Before the days of the Chesapeake Bay Act, storm-water drainage ponds and silt run-off concerns, the ponds in the Starlit Ponds community started as a water hazard in the Starlit Golf Course, then a centerpiece of the community. Now they are a problem that the 130-home community in Fairfax is trying to resolve.

In 1991, a meeting was held with the Startlit Ponds Homeowners Association, Supervisor Sharon Bulova (D-Braddock), and environmental experts on the situation. Twelve years later, the problem still exists, and Bulova's office is still involved, trying to come up with a plan and funds that will leave all parties satisfied. A meeting at the pond on Aug. 18 will bring together all involved parties.

"Starlit Ponds is a beautiful little community that was developed at a time when the county didn't know as much about storm-water retention. It's been an ongoing problem over the years," Bulova said.

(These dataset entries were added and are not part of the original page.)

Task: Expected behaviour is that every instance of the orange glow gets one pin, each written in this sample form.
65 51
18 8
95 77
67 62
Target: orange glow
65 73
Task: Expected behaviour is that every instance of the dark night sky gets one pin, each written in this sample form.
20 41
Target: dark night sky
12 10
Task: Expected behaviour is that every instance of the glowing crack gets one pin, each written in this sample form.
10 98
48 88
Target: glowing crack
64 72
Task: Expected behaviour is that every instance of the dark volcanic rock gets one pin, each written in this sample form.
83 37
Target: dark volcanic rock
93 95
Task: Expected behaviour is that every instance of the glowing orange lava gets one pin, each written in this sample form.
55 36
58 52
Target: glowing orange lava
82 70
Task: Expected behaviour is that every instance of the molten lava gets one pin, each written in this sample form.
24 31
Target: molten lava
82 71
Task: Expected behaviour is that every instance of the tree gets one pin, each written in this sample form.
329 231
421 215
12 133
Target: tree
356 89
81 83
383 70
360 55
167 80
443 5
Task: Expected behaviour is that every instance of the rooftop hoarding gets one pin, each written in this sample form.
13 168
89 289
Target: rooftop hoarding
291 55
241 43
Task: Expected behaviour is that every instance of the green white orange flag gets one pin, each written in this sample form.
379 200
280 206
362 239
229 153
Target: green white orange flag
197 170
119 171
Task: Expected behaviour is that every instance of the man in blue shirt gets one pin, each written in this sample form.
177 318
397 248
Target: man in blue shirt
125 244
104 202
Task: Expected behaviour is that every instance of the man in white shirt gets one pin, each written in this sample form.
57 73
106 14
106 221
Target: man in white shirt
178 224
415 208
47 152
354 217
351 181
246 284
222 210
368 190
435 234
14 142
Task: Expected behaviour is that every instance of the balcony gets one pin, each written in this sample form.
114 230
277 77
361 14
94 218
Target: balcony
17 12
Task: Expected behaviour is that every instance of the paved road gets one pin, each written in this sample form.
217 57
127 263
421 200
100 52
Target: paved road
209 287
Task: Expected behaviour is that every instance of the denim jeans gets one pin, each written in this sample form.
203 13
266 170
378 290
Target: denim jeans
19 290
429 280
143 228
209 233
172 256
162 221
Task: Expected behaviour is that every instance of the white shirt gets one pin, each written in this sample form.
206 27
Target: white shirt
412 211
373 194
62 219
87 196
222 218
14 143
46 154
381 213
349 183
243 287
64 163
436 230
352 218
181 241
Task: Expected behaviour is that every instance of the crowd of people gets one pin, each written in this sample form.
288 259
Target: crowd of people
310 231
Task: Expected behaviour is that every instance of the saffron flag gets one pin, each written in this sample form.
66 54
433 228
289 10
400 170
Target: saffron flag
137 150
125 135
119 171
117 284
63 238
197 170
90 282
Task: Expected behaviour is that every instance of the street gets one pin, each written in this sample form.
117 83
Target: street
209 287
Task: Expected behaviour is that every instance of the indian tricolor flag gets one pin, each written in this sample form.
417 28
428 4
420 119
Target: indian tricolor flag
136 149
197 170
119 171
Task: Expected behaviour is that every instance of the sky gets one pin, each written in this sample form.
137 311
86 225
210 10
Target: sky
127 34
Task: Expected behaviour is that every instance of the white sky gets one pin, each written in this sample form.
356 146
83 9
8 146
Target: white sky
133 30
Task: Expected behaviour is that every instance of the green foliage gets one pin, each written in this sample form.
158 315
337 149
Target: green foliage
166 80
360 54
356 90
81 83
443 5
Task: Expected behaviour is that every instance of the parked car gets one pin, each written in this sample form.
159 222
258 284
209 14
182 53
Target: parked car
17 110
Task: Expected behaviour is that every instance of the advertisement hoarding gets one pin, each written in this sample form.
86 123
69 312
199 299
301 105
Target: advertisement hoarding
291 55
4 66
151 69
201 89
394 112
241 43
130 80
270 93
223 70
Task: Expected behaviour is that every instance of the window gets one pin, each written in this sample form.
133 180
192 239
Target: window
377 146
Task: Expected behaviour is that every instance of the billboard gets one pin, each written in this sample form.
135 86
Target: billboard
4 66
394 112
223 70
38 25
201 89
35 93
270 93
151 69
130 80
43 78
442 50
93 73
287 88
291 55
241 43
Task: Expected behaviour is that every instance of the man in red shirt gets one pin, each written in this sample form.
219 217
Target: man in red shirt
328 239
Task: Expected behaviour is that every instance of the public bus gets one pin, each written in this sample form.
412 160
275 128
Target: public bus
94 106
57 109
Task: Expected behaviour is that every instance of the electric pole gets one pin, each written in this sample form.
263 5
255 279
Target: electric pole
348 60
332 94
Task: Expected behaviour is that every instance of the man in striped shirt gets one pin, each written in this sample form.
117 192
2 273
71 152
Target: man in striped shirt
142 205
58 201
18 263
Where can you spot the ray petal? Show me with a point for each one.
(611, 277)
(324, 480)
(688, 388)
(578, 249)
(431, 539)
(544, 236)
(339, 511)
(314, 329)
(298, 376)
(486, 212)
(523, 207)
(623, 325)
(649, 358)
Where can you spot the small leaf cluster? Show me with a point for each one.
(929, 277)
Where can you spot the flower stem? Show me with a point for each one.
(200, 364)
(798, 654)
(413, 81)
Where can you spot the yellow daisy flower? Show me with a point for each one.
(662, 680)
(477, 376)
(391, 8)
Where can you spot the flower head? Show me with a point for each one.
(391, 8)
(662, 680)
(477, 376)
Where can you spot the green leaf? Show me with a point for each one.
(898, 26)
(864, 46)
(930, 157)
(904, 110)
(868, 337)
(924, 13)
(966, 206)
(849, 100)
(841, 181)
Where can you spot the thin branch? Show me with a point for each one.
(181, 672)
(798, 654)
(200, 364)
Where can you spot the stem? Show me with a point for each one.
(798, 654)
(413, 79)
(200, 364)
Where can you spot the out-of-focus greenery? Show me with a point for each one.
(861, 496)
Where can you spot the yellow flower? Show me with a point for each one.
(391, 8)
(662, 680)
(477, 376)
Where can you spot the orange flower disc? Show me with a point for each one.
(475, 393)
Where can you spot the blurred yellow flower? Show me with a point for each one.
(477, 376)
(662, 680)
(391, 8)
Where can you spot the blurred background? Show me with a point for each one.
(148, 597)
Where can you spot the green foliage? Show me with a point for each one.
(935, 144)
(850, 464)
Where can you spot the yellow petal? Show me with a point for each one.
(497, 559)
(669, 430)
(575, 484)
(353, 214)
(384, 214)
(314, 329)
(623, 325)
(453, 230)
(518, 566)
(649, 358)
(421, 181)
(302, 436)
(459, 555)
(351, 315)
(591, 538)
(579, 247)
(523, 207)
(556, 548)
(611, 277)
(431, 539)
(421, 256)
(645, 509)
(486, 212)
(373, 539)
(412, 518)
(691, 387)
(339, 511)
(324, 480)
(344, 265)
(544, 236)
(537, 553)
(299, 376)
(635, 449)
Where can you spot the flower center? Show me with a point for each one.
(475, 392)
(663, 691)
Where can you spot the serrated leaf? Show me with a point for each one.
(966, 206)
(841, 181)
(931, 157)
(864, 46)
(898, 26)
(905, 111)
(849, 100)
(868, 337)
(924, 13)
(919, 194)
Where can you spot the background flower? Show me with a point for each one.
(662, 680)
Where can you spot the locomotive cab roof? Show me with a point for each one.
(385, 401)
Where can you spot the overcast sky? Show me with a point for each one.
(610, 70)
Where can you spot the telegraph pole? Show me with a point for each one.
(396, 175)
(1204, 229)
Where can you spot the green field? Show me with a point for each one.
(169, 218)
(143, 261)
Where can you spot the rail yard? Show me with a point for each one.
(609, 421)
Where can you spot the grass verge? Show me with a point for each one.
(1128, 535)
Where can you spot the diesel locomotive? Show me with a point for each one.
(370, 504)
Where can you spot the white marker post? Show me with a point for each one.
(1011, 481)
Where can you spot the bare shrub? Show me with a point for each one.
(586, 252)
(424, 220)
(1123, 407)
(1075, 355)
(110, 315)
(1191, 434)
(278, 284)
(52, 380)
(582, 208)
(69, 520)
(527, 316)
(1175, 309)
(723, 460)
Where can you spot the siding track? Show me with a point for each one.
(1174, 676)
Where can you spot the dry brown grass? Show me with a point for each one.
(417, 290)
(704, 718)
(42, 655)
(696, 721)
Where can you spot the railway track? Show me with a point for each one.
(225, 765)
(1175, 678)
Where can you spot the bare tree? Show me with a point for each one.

THE PONDS are located in a community off Pickett Road in Fairfax. The two ponds are now filled in, with a little stream trickling through the middle. Downstream lies "Area Landscaping," a gardening business and impromptu wildlife refuge in the middle of the suburban setting. While the ponds upstream are silting in, the run-off is settling in Area's pond, disrupting life for the fish and ducks that live there. Upstream from Starlit, there is the Woodson Downs housing development going in.

Area Landscape general manager Richard Barfield saw progress initially with the community efforts, but that has stopped.

"The pond has silted in over the years. We have complained because they made such a mess back there. Right now, it doesn't seem there's anything happening up there," Barfield said.

Barfield said his pond, which was once 6 or 7 feet deep, always had silt, but not to this extent.

"You could just watch the mud flow into our pond," he said.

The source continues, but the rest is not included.